Swainsona recta, commonly known as mountain Swainson-pea or small purple pea, is a species of flowering plant in the family Fabaceae and is endemic to the south-east of continental Australia. It is an erect or ascending perennial plant with imparipinnate leaves with 5 to 13 very narrowly linear leaflets, and racemes of about 6 to more than 25 purple flowers.

==Description==
Swainsona recta is an erect or ascending perennial plant that typically up to a height of 20 cm with 1 or 2 slender, ribbed stems. Its leaves are imparipinnate, mostly 30–60 mm long, with 5 to 13 very narrowly linear leaflets, the side leaflets mostly 10–20 mm long and 1 mm wide. There is a long, narrow stipule, between 2 and 10 mm long at the base of the petiole.

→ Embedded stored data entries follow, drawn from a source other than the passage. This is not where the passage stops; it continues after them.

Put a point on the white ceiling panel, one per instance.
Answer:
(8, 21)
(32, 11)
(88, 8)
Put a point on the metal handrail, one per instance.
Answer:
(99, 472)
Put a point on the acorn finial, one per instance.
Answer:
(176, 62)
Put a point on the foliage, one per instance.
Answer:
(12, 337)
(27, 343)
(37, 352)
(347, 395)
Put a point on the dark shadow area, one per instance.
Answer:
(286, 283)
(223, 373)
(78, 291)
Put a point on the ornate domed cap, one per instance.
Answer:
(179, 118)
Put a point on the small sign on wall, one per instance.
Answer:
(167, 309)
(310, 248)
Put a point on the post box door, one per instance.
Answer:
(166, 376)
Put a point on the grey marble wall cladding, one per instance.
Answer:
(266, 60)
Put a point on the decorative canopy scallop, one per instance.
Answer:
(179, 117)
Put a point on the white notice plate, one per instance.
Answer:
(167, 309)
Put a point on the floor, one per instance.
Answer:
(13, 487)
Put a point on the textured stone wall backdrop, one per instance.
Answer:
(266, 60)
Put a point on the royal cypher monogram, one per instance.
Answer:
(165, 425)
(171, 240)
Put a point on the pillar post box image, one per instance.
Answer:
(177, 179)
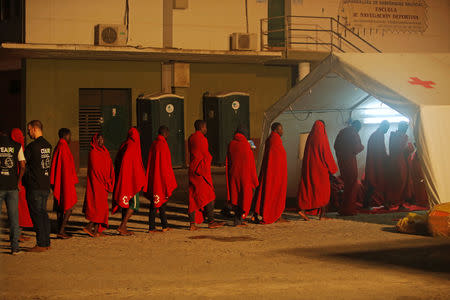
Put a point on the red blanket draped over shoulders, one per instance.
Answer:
(271, 193)
(318, 164)
(376, 163)
(201, 189)
(240, 173)
(161, 179)
(100, 182)
(63, 176)
(24, 213)
(130, 169)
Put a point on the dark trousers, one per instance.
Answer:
(237, 215)
(152, 216)
(208, 213)
(37, 204)
(11, 198)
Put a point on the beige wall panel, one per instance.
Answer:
(52, 88)
(72, 22)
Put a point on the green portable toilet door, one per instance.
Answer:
(172, 115)
(211, 116)
(115, 126)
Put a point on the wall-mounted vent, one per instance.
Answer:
(243, 41)
(110, 35)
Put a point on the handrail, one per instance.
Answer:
(285, 38)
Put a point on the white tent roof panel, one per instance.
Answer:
(402, 81)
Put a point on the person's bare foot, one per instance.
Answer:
(214, 225)
(124, 232)
(303, 215)
(63, 236)
(38, 249)
(88, 231)
(23, 238)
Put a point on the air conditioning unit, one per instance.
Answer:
(110, 35)
(244, 41)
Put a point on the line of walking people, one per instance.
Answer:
(128, 177)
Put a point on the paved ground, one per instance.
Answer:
(346, 258)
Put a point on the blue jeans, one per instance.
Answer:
(12, 204)
(37, 204)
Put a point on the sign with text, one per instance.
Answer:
(392, 15)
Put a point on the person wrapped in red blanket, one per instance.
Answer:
(376, 164)
(63, 177)
(24, 213)
(241, 175)
(347, 145)
(201, 189)
(271, 193)
(130, 179)
(161, 179)
(100, 182)
(317, 167)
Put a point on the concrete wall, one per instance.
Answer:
(72, 22)
(206, 24)
(52, 88)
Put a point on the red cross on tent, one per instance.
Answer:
(425, 84)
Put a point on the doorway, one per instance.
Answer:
(107, 111)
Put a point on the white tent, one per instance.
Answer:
(415, 85)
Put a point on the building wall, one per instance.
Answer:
(73, 22)
(206, 24)
(52, 88)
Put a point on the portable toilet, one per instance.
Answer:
(160, 109)
(223, 113)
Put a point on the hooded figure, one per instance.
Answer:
(317, 168)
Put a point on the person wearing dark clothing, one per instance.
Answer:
(11, 160)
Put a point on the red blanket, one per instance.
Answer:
(240, 173)
(347, 146)
(24, 213)
(398, 189)
(63, 176)
(161, 179)
(131, 174)
(201, 189)
(318, 164)
(100, 182)
(376, 164)
(271, 193)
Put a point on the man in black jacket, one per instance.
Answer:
(12, 166)
(37, 183)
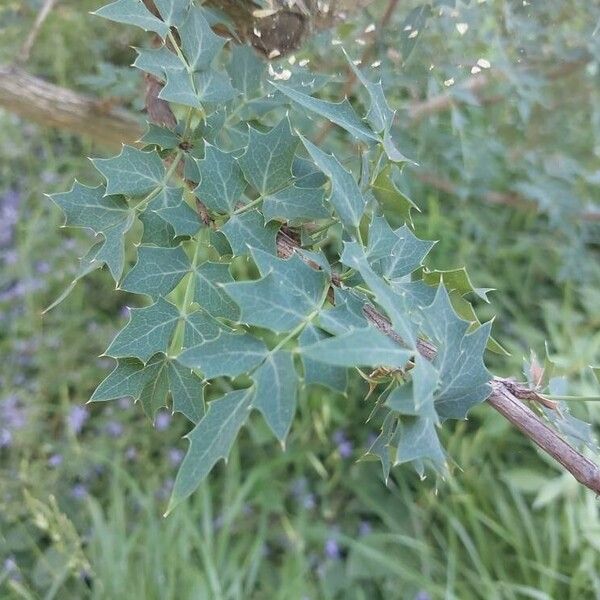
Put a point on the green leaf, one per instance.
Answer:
(288, 293)
(247, 230)
(394, 253)
(200, 328)
(455, 279)
(390, 197)
(464, 380)
(221, 180)
(267, 161)
(345, 196)
(157, 232)
(347, 313)
(210, 294)
(276, 392)
(246, 70)
(381, 447)
(340, 113)
(173, 12)
(295, 204)
(316, 372)
(157, 271)
(230, 354)
(419, 441)
(211, 440)
(394, 304)
(187, 391)
(380, 116)
(148, 331)
(156, 61)
(151, 383)
(132, 173)
(200, 44)
(133, 12)
(359, 347)
(414, 22)
(170, 206)
(109, 216)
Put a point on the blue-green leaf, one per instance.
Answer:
(464, 380)
(345, 196)
(157, 271)
(221, 180)
(230, 354)
(296, 205)
(287, 294)
(210, 294)
(173, 12)
(148, 331)
(211, 440)
(133, 12)
(276, 390)
(340, 113)
(132, 173)
(108, 216)
(267, 161)
(200, 44)
(418, 442)
(394, 253)
(359, 347)
(170, 206)
(248, 229)
(317, 372)
(150, 384)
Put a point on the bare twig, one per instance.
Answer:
(506, 397)
(50, 105)
(34, 31)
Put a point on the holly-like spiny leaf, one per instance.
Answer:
(132, 173)
(211, 440)
(109, 216)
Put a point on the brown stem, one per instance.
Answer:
(506, 397)
(41, 102)
(34, 31)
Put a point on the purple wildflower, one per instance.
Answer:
(78, 415)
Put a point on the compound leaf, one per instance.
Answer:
(284, 297)
(149, 331)
(221, 180)
(109, 216)
(267, 161)
(340, 113)
(276, 391)
(211, 440)
(358, 347)
(229, 354)
(157, 271)
(131, 173)
(210, 294)
(133, 12)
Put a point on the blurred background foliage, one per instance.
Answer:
(508, 181)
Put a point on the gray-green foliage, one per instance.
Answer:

The flowers are arranged in racemes 80–250 mm long with about 6 to more than 25 flowers on a peduncle 0.5–1.5 mm long, each flower 5–8 mm long on a densely hairy pedicel 1–2 mm long. The sepals are joined at the base, forming a tube 2.0–2.5 mm long, the sepal lobes usually half as long as the tube. The petals are purple, the standard petal about 7–11 mm long and wide, the wings 5–9 mm long, and the keel about 6–7 mm long and 2.0–2.5 mm deep. Flowering occurs between September and early December, and the fruit is 5–10 mm long and 4–5 mm wide with the remains of the style about 4 mm long.

==Taxonomy and naming==
Swainsona recta was first formally described in 1948 by Alma Theodora Lee in Contributions from the New South Wales National Herbarium, from specimens collected by Marie Henley near Wangaratta. The specific epithet (recta) means "straight".

==Distribution and habitat==
Mountain Swainson-pea grows in grassland and open woodland, often on stony hillsides on the Central and South Western Slopes of New South Wales and in the north and north-east of Victoria.

==Conservation status==
Swainsona recta is listed as "endangered" under the Australian Government Environment Protection and Biodiversity Conservation Act 1999, and the New South Wales Government Biodiversity Conservation Act 2016, and as "critically endangered" under the Victorian Government Flora and Fauna Guarantee Act 1988. In the past, this species was relatively widespread in north-eastern Victoria and on the slopes and tablelands of New South Wales, but is now clustered in two locations, one between Wellington and Mudgee and the other in the Canberra - Williamsdale district. Plants raised at the Australian National Botanic Gardens have been successfully translocated to a nature reserve in the south of the Australian Capital Territory. The species is part of the "Saving our Species" program, and an "action plan" has been implemented.